Transmission is the process of moving power from the point of generation (power plant) to the point of distribution (a substation). This is done by high-voltage transmission lines carrying huge amounts of electricity-up to 400,000 volts.
Distribution is the process of getting power to the consumer. This is the network of lines that connects the transmission delivery point (a substation) to homes, stores, offices, factories-anyone that purchases retail electricity.
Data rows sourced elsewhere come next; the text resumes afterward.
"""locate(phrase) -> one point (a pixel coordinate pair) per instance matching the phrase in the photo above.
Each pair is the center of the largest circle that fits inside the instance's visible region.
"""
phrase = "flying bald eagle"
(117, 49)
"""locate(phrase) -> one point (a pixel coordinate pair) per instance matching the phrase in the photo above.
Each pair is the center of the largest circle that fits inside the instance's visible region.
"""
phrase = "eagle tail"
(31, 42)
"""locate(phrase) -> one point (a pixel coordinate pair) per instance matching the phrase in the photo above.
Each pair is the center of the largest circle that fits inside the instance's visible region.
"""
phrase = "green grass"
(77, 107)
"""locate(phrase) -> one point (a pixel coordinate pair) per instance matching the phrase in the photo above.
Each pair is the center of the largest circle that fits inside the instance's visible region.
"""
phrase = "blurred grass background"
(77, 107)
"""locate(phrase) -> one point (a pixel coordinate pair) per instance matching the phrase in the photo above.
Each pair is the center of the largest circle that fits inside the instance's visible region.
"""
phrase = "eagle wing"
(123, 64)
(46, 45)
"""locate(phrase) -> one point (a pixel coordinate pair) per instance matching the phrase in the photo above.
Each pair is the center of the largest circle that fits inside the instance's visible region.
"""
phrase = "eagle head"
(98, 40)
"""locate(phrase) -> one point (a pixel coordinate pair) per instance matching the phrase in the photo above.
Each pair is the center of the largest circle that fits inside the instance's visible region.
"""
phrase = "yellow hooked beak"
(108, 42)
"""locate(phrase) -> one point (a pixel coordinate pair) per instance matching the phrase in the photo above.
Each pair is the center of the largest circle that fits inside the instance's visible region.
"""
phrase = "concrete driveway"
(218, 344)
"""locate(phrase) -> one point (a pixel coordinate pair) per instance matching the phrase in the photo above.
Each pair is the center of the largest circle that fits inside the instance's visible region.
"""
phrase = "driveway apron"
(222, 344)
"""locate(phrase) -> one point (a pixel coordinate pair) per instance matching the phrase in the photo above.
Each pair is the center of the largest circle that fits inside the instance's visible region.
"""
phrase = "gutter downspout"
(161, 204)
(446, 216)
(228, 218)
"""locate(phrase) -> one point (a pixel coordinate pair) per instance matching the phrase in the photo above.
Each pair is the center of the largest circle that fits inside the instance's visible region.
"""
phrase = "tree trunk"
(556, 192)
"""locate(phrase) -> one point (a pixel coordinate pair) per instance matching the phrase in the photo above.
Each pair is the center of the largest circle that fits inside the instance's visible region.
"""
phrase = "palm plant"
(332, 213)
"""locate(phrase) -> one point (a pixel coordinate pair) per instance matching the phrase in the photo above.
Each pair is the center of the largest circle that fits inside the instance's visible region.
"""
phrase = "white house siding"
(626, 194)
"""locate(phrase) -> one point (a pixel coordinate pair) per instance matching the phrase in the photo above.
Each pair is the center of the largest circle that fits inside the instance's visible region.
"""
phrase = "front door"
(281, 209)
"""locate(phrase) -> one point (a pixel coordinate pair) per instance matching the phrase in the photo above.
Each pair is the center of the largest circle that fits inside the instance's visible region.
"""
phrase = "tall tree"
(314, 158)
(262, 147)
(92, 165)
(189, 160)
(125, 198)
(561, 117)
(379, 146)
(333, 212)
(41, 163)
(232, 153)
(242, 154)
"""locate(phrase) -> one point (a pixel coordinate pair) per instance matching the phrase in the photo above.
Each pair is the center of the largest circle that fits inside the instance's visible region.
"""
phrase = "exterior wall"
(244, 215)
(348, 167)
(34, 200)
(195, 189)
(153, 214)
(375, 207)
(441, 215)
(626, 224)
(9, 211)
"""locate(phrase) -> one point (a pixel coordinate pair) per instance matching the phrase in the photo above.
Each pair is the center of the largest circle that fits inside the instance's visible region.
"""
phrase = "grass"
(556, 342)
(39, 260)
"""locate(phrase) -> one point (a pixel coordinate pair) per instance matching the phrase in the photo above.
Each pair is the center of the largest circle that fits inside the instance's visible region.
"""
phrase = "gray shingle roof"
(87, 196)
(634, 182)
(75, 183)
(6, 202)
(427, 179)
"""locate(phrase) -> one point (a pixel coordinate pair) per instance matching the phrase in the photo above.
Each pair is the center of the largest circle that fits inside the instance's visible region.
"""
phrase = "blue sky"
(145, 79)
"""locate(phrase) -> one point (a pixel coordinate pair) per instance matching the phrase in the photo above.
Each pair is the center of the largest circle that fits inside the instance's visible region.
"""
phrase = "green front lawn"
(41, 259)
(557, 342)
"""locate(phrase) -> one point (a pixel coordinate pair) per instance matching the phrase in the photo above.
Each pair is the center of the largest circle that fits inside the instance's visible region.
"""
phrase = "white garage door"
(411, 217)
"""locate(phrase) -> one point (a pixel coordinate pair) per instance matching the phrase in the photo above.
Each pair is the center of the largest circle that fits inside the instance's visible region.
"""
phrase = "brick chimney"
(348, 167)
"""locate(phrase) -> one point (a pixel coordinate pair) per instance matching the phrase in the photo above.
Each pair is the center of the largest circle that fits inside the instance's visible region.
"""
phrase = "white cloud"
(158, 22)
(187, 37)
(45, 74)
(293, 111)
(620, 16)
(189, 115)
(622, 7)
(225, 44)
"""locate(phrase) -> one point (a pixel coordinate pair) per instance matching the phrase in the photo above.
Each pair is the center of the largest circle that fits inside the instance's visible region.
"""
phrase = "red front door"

Deregulation affects only power generation (not transmission or distribution). Currently most of the investor-owned utilities generate, transmit and distribute electricity to their customers. Deregulation requires them to separate those parts of their business which supplies power. This divestiture creates the "POWER MARKET" where power suppliers will be able to sell their electricity to the highest bidder.
CO-OPS
There are sixty-seven distribution electric co-ops in Texas. Another eleven Texas co-ops generate and transmit electricity, but they only sell electricity wholesale to distribution co-ops. San Bernard Electric Co-op is a distribution co-op; it distributes electricity from power suppliers to the members. The co-op does not manufacture electricity. As a wholesale customer (of the power supplier) SBEC pays for both electricity generation and transmission, passing these costs on the members.
CO-OPS have a choice in deregulation
Texas Senate Bill 7 exempted cooperatives and municipalities from Deregulation. Why? This is due to the fact that the services and facilities are owned by the members/customers and run on a democratic business model. SBEC's members elect their own board of directors, which in turn set co-op policy. Does this mean that co-ops can not deregulate? Absolutely not! It means that co-ops and municipalities may choose to "opt in or out" of deregulation. Unlike investor-owned utilities who do not have a choice. This gives SBEC the opportunity to wait and study the deregulated market to determine if deregulation will benefit the members.
The advantage of waiting
Regardless of whether SBEC ultimately "opts in or out" of Deregulation, it will remain your power distributor. If we become deregulated and buy power at market prices, the generation part of your bill will reflect the generation cost. The other parts of your bill (transmission and distribution) will be unaffected.
Before deciding SBEC wants to know if Deregulation has raised or lowered rates for other Texas power customers, especially in rural areas. As previously stated, investor-owned utilities are privately owned, co-ops are owned by their members. Your SBEC board of directors is elected to set policy that most benefits the members.
Make sure it's right
SBEC intends to continue serving its members as we have since 1939. We intend to keep providing the same world class customer service, personal attention and competitive rates our members have come to expect.
If Deregulation is right for our members, we intend to go ahead. But not until we make sure it's right!